[Zope] Zope Dies Mysteriously After A Few Days. How Do I Investigate Zope's Death?

Wed Dec 10 11:59:55 EST 2003

-----BEGIN PGP SIGNED MESSAGE-----
Hash: SHA1

Dne sreda 10 december 2003 17:46 je Jonathan Mark napisal(a):
> My new goodbyejim.com site runs Zope 2.6 and Python
> 2.1 on Redhat 7.3 It uses Squishdot. Ever since I
> fired the site
> up a few weeks ago it has been dying mysteriously
> every few days.
> When I look in the var/Z2.log file there is no
> evidence that anything
> went wrong.

For me, it was a memory leak problem.

> If I then run the stop script it says that Zope is not
> running. I can then
> always restart Zope using the start script without
> problem.
> If I run the uptime Unix command I find that the Linux
> box itself has been
> running without problem. What could be causing my Zope
> to die? How do I
> investigate it?

Try running dmesg. If it displays anything like this:
Out of Memory: Killed process 14946 (python).

Then it is a memory leak.

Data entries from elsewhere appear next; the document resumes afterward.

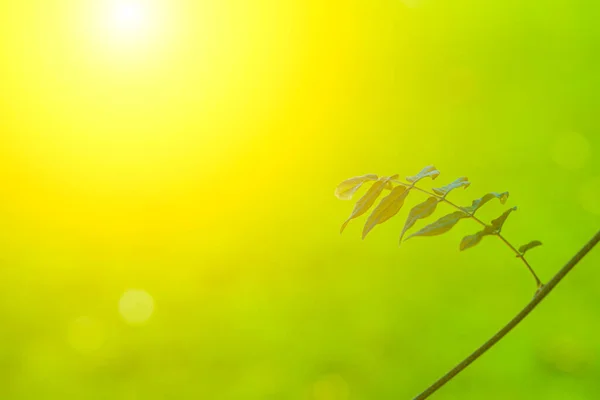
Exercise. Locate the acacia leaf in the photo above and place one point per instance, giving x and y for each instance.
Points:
(386, 209)
(440, 226)
(426, 172)
(460, 182)
(364, 203)
(420, 211)
(346, 189)
(473, 240)
(478, 203)
(499, 222)
(526, 247)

The very inelegant, but very working
solution for me has been this kind of script:

#!/bin/bash

while true; do
        KILLPID=`ps axuww | grep Zope/Startup/run.py | grep -v grep | sort -n 
- -r -k 5 | awk '{print $2}' | head -1`
        echo `date` Killing $KILLPID
        kill $KILLPID
        sleep 10
        for instance in 1 2 3; do
                RUN=`ps axuww | grep Zope | grep z$instance`
                if [ -z "$RUN" ]; then
                        echo `date` Running zope instance $instance
                        /home/zope/z$instance/bin/runzope &
                fi
        done
        sleep 3600
done

I have three instances of Zope load balanced with pound and every
hour i kill the one that's the most swollen, and restart all those
that are not running.

The load balancer just skips non-running instances and users
experience no downtime.

I plan to fix the script to check if all three zopes are running
and restart them immediately (only sleep for a few seconds or so)
and stop them only when they reach a threshold of memory usage.

The reason I have three instances is the global interpreter lock
issue, that made the zope server crawl with the CPU almost idle.
I found out that running three instances per CPU is quite OK to
fill it up, but I haven't had the time to debug these memory leaks.
I have a cache of some per-user data that does not expire, but
there aren't enough users that this could possibly fill up more than
a hundred megabytes (the zope instances have been growing to well
in excess of 350 megabytes).

The Zope I'm running is a 2.7.0-b3.

- -- 
Jure Koren, n.i.
jure at aufbix.org
-----BEGIN PGP SIGNATURE-----
Version: GnuPG v1.2.1 (GNU/Linux)

iD8DBQE/11EO9iFCvmuhrCIRAsxYAKDvjWhquvR7+a4pQwVETZXs8VPtlgCfYCMz
cGykYEOzVVa9xDcV7lhpH9Q=
=a3gy
-----END PGP SIGNATURE-----